Eyzenberg Greencap is teaming up with Reeds Bay Investment Group to provide the commercial real estate industry’s first joint senior construction and C-PACE loan program.
The partnership will originate loans of $1 million to $20 million for US borrowers that are developing properties in the District of Columbia and 24 states with active C-PACE programs, David Eyzenberg, founder, told Real Estate Capital USA.
The program will mainly target new developments, heavy value-added acquisitions, or recapitalizations done in conjunction with a property redevelopment. Generally speaking, the partnership will seek loans in the multifamily sector or have a strong multifamily component. The program will use leverage of up to 90 percent loan-to-cost. The loans will have terms that range from six months to 30 years.
Eyzenberg Greencap, a joint venture between Eyzenberg & Co and Nuveen’s Greenworks program, believes there is interest from borrowers who want a one-stop solution for construction and C-PACE financing.
C-PACE is a lending program in 36 states designed to encourage property owners to make their buildings more green. Unlike traditional loans, C-PACE financings are paid back at the same time as a borrower’s property taxes, and the loan is attached to the building even after it is sold. The financings are often used for energy efficient retrofits and renovations. Borrowers hope the improvements financed will lower maintenance costs and make their building more attractive in the long run, Eyzenberg said.
The program is not for all borrowers but can be extremely beneficial for some. “C-PACE can fill the gap between senior debt and equity at lower pricing than alternative capital structures like mezzanine debt or preferred and common equity,” Eyzenberg said.
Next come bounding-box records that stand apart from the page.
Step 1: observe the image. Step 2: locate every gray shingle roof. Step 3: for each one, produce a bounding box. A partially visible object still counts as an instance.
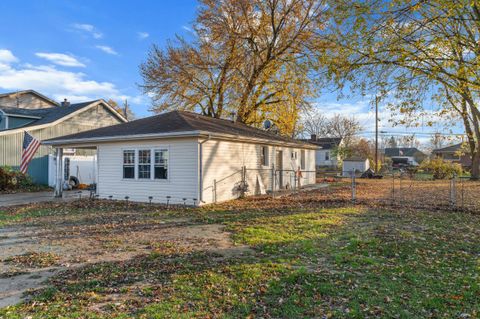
[0,100,99,129]
[385,147,423,157]
[47,111,316,145]
[432,143,463,153]
[301,137,342,150]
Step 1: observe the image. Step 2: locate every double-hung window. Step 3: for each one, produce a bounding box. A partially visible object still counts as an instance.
[138,150,152,179]
[260,146,268,166]
[123,150,135,179]
[300,150,305,169]
[154,150,168,179]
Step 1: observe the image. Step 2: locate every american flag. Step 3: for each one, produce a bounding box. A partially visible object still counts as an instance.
[20,132,40,174]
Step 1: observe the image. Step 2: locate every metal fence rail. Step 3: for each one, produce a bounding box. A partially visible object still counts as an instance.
[350,174,480,210]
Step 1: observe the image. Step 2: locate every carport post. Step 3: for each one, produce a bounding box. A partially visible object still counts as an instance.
[55,147,63,197]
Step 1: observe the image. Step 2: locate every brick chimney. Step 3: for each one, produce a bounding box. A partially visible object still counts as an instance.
[62,99,70,106]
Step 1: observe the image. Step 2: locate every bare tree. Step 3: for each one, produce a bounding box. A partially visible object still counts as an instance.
[302,108,362,147]
[328,114,362,147]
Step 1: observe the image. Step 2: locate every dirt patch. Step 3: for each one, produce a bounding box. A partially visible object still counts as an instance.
[0,211,247,308]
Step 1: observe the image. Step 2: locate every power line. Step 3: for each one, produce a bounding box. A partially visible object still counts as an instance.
[359,131,466,136]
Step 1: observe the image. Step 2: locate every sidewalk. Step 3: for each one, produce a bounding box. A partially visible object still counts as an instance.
[0,190,90,207]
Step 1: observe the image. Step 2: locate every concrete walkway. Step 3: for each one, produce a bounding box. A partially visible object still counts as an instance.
[0,190,90,207]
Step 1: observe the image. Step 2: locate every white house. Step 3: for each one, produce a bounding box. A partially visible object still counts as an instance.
[342,158,370,176]
[302,134,342,168]
[43,111,316,205]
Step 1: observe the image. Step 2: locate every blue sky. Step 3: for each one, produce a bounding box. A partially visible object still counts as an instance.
[0,0,464,146]
[0,0,196,116]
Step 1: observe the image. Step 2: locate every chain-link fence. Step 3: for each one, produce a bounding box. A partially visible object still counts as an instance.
[344,173,480,210]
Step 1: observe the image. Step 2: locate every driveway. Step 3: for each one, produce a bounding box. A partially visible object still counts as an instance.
[0,191,90,207]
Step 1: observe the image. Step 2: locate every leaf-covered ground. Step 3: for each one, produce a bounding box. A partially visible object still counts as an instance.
[0,186,480,318]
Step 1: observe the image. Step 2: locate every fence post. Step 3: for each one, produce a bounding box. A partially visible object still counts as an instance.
[272,164,275,198]
[392,173,395,205]
[213,179,217,203]
[352,169,357,204]
[397,171,403,205]
[450,173,457,207]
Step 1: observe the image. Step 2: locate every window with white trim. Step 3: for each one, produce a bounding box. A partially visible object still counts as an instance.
[260,146,268,166]
[300,150,305,169]
[138,150,152,179]
[123,150,135,179]
[154,149,168,179]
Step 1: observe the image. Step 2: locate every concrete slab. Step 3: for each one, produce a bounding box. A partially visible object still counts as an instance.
[0,190,90,207]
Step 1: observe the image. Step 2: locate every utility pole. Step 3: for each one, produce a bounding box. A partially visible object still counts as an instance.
[375,95,378,174]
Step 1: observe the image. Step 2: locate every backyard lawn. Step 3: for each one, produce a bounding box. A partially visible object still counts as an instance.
[0,186,480,318]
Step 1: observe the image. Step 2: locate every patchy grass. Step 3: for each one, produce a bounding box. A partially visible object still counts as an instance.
[0,198,480,318]
[3,252,60,268]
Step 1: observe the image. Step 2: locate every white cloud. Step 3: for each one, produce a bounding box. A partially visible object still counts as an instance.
[0,49,18,64]
[0,59,120,102]
[72,23,103,39]
[96,45,118,55]
[35,52,85,68]
[137,32,150,40]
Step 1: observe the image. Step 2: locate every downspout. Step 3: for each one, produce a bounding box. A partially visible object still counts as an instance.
[198,134,211,203]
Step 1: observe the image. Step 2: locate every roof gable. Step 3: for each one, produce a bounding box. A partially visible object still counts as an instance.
[0,90,59,109]
[0,99,127,134]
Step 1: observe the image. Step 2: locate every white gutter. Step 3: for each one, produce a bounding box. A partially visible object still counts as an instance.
[2,111,41,120]
[198,134,211,203]
[42,131,201,145]
[42,130,317,149]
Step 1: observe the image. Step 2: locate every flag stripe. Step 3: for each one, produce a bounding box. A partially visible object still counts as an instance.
[22,141,40,170]
[20,132,40,174]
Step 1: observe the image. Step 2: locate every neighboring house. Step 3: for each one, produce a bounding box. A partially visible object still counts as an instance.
[342,157,370,176]
[302,134,342,168]
[384,147,427,166]
[432,143,472,169]
[0,90,126,184]
[43,111,316,205]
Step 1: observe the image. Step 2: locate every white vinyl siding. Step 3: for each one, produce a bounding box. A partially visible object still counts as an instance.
[97,138,199,205]
[202,139,315,203]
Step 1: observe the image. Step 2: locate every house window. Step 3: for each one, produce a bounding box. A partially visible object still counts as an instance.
[300,150,305,169]
[260,146,268,166]
[138,150,151,179]
[154,150,168,179]
[123,151,135,178]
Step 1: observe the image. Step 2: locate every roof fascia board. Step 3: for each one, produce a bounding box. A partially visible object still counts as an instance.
[42,131,317,149]
[3,112,41,120]
[42,131,204,145]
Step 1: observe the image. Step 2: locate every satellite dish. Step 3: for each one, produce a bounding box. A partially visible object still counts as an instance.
[263,120,272,130]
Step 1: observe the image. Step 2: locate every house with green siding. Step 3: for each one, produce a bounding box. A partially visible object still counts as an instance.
[0,90,127,184]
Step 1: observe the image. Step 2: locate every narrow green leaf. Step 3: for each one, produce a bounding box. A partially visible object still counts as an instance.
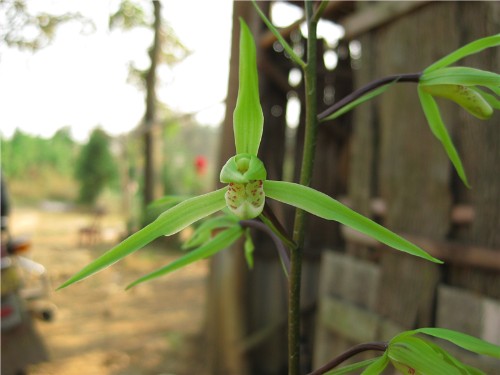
[419,66,500,87]
[58,188,227,289]
[321,80,397,122]
[414,328,500,358]
[264,180,442,263]
[252,0,306,68]
[474,87,500,110]
[325,357,380,375]
[424,34,500,72]
[127,226,243,289]
[361,352,389,375]
[417,87,470,187]
[387,336,463,375]
[426,341,486,375]
[233,19,264,155]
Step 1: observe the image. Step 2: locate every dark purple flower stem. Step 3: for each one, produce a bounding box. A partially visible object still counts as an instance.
[318,72,422,121]
[308,341,388,375]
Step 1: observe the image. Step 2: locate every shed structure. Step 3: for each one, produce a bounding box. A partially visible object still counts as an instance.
[207,1,500,375]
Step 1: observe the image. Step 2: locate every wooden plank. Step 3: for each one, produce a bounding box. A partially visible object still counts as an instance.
[320,251,380,308]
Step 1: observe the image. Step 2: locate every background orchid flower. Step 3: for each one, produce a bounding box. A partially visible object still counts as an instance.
[59,20,441,288]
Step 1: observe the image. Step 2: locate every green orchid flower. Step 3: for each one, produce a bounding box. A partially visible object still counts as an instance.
[59,20,442,289]
[418,34,500,186]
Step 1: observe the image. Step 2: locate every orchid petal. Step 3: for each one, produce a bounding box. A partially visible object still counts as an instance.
[127,225,243,289]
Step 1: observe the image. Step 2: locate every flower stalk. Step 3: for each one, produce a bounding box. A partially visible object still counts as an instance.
[288,1,319,375]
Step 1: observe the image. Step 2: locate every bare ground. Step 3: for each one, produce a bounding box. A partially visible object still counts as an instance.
[11,209,208,375]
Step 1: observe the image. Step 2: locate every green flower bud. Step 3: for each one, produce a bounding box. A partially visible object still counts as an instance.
[421,84,493,120]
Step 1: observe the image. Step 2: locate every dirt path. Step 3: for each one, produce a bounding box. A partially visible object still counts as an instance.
[8,210,208,375]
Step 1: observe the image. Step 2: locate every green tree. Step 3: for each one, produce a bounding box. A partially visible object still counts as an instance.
[75,128,118,204]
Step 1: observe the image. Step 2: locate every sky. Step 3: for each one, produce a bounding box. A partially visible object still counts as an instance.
[0,0,232,141]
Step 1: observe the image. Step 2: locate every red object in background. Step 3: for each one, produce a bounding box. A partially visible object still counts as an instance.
[194,155,207,176]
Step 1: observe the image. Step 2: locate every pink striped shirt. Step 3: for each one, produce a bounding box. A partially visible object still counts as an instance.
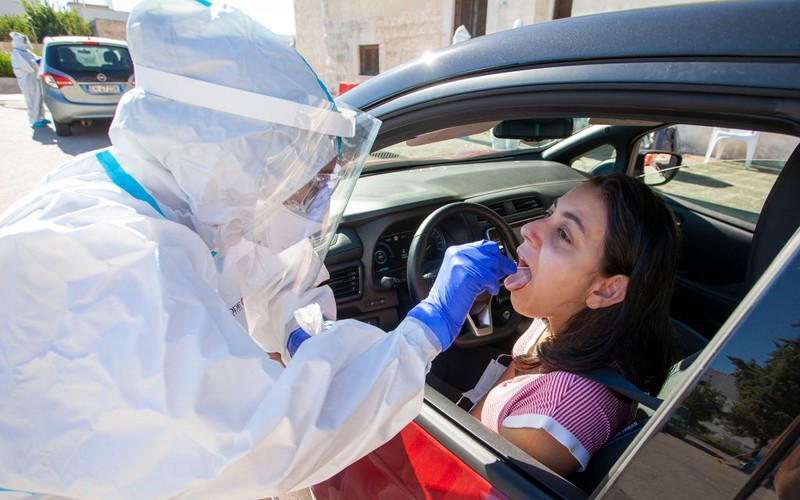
[481,321,636,471]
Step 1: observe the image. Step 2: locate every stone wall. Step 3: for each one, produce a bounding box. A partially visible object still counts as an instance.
[89,19,127,40]
[294,0,453,94]
[0,42,42,54]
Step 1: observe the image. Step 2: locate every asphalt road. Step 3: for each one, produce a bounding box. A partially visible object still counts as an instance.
[0,94,111,213]
[0,94,313,500]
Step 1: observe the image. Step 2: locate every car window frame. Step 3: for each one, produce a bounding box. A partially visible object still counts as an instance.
[593,228,800,498]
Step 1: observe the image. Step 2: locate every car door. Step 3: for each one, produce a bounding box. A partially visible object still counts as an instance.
[598,228,800,500]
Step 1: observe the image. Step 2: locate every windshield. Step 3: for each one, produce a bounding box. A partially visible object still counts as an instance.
[45,43,133,79]
[366,118,589,168]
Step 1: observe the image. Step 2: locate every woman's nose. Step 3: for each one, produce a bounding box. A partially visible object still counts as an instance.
[520,219,545,248]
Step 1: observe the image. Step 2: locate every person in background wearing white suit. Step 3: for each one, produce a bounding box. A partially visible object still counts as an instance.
[0,0,515,499]
[9,31,50,128]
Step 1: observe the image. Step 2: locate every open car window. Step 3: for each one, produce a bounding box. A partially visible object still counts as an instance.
[370,118,589,165]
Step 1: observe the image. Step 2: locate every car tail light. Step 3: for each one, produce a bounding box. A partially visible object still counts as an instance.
[42,73,72,89]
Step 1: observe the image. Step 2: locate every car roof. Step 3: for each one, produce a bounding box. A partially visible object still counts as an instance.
[44,36,128,47]
[338,0,800,110]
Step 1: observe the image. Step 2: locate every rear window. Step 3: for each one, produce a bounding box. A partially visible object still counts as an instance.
[45,44,133,78]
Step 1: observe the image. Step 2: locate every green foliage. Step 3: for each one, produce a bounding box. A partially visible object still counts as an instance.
[683,384,725,432]
[0,15,33,42]
[22,0,92,43]
[0,52,14,77]
[725,339,800,445]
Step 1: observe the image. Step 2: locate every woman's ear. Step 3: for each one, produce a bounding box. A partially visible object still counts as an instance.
[586,274,628,309]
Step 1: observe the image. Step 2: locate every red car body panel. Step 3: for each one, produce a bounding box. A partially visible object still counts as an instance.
[313,422,508,499]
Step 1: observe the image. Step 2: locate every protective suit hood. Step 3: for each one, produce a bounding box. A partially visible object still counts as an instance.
[109,0,356,252]
[9,31,31,50]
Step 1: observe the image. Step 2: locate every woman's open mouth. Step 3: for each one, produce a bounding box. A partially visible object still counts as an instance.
[503,259,531,292]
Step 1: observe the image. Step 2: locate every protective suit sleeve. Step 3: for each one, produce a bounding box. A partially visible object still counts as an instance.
[12,50,39,75]
[180,318,439,499]
[0,183,440,498]
[408,240,516,349]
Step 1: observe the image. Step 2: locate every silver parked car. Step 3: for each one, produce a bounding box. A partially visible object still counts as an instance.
[41,36,134,136]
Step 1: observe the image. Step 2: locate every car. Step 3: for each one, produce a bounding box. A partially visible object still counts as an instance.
[302,0,800,499]
[40,36,134,136]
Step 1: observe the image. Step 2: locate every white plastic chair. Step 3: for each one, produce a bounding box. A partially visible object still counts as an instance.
[705,127,759,170]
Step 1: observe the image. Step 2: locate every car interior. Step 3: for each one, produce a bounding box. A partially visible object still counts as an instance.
[318,113,800,498]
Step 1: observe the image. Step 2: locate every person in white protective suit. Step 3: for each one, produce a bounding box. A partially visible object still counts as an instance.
[0,0,515,499]
[9,31,50,128]
[453,24,472,45]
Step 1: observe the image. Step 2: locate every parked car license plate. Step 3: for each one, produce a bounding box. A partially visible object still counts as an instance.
[89,85,119,94]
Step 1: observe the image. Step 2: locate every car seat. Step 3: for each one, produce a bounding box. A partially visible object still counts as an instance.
[570,146,800,493]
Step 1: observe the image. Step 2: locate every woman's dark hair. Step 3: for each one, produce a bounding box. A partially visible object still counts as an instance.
[515,174,680,395]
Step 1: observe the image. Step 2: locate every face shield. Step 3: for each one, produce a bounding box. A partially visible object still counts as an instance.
[245,106,380,291]
[131,65,380,295]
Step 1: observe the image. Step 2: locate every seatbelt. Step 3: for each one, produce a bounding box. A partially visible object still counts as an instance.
[572,368,663,411]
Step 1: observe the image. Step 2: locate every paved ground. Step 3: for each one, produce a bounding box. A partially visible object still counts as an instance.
[0,94,111,212]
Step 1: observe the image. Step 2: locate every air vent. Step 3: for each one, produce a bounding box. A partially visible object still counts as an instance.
[486,201,508,217]
[323,266,361,302]
[511,196,542,213]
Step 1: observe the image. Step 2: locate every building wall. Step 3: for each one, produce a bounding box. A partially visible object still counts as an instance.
[294,0,453,93]
[572,0,721,17]
[89,18,127,40]
[294,0,732,94]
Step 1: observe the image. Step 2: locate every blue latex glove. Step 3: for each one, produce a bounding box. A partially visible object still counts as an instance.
[408,240,517,350]
[286,328,311,357]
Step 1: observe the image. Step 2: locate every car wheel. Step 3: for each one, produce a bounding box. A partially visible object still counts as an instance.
[406,202,518,346]
[53,122,72,137]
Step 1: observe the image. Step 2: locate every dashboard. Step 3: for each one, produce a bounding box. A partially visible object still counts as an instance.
[325,160,585,331]
[372,228,447,279]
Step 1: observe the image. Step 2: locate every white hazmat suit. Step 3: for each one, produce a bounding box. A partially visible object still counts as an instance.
[0,0,520,499]
[9,31,49,127]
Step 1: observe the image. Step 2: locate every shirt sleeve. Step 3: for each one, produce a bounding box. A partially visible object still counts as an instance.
[490,371,622,471]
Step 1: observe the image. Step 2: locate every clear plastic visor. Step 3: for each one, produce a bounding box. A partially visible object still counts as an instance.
[249,104,380,291]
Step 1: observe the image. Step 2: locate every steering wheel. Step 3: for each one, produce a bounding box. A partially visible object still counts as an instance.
[406,202,519,346]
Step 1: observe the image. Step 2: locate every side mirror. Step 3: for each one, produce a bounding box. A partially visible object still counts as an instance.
[634,151,683,186]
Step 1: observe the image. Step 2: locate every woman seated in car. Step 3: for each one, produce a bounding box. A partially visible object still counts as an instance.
[472,174,679,477]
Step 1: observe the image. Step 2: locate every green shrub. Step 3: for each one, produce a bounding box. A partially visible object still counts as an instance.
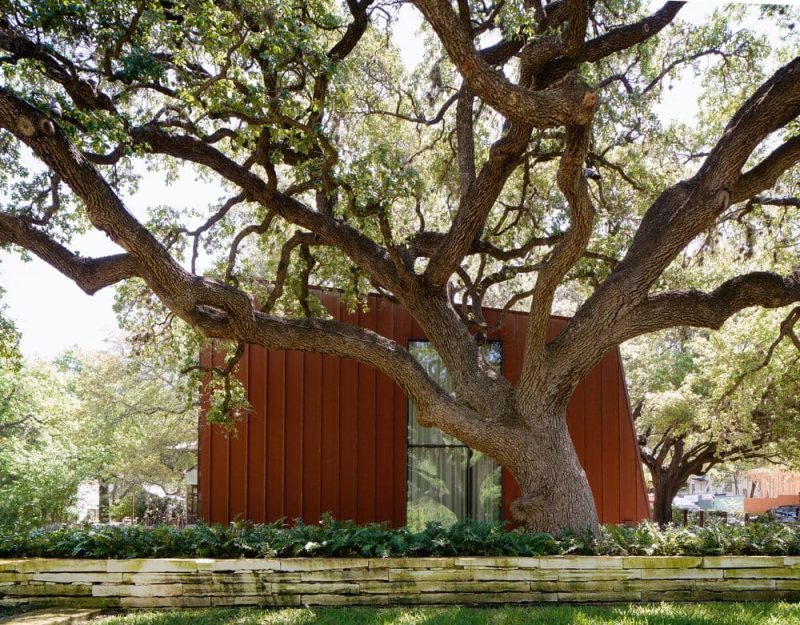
[0,517,800,558]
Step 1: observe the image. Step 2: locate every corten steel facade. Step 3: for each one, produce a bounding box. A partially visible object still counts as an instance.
[199,292,649,526]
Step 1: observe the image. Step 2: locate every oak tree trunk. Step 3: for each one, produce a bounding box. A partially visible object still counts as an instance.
[97,480,111,523]
[651,471,683,527]
[507,402,599,534]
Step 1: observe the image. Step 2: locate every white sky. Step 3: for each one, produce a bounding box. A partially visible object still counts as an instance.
[0,0,788,358]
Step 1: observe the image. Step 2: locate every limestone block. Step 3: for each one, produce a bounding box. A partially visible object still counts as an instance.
[92,584,183,597]
[695,579,775,592]
[31,572,122,584]
[300,569,388,582]
[359,581,530,594]
[270,582,359,595]
[622,556,703,569]
[24,597,119,609]
[211,594,273,606]
[108,558,197,573]
[642,590,708,603]
[558,591,642,603]
[558,569,642,582]
[388,569,475,582]
[369,558,455,569]
[474,569,558,582]
[641,569,723,579]
[775,579,800,590]
[3,582,92,597]
[195,558,281,571]
[539,556,623,569]
[416,592,542,605]
[619,579,695,592]
[703,556,783,569]
[0,573,31,584]
[280,558,372,571]
[122,571,213,585]
[120,597,211,608]
[182,582,262,597]
[531,581,622,593]
[725,566,800,579]
[258,569,302,584]
[455,556,539,569]
[7,558,107,573]
[0,558,25,572]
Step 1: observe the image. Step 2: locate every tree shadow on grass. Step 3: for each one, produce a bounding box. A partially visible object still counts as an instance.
[101,603,800,625]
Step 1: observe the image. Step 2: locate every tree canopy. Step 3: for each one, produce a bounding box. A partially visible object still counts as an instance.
[625,310,800,523]
[0,0,800,530]
[0,350,198,529]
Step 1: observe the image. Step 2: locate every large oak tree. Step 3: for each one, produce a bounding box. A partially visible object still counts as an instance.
[0,0,800,531]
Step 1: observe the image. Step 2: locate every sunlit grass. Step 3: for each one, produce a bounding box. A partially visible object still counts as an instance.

C-PACE can be especially useful for property owners since special assessments taxes are treated as an operating expense, giving the option for them to be passed on to tenants and/or guests, Eyzenberg said.
“For low-yield development markets like New York, DC, or Miami it’s harder to make C-PACE work in a capital stack since leverage is usually cashflow constrained. However, it does make sense if it’s used to blend down the aggregate cost of capital from a more expensive debt fund,” he added.
Lenders are still gaining comfort with C-PACE financing, with Eyzenberg noting that banks and debt funds are the most active at this point. The agencies and commercial mortgage-backed securities conduits are still getting up to speed.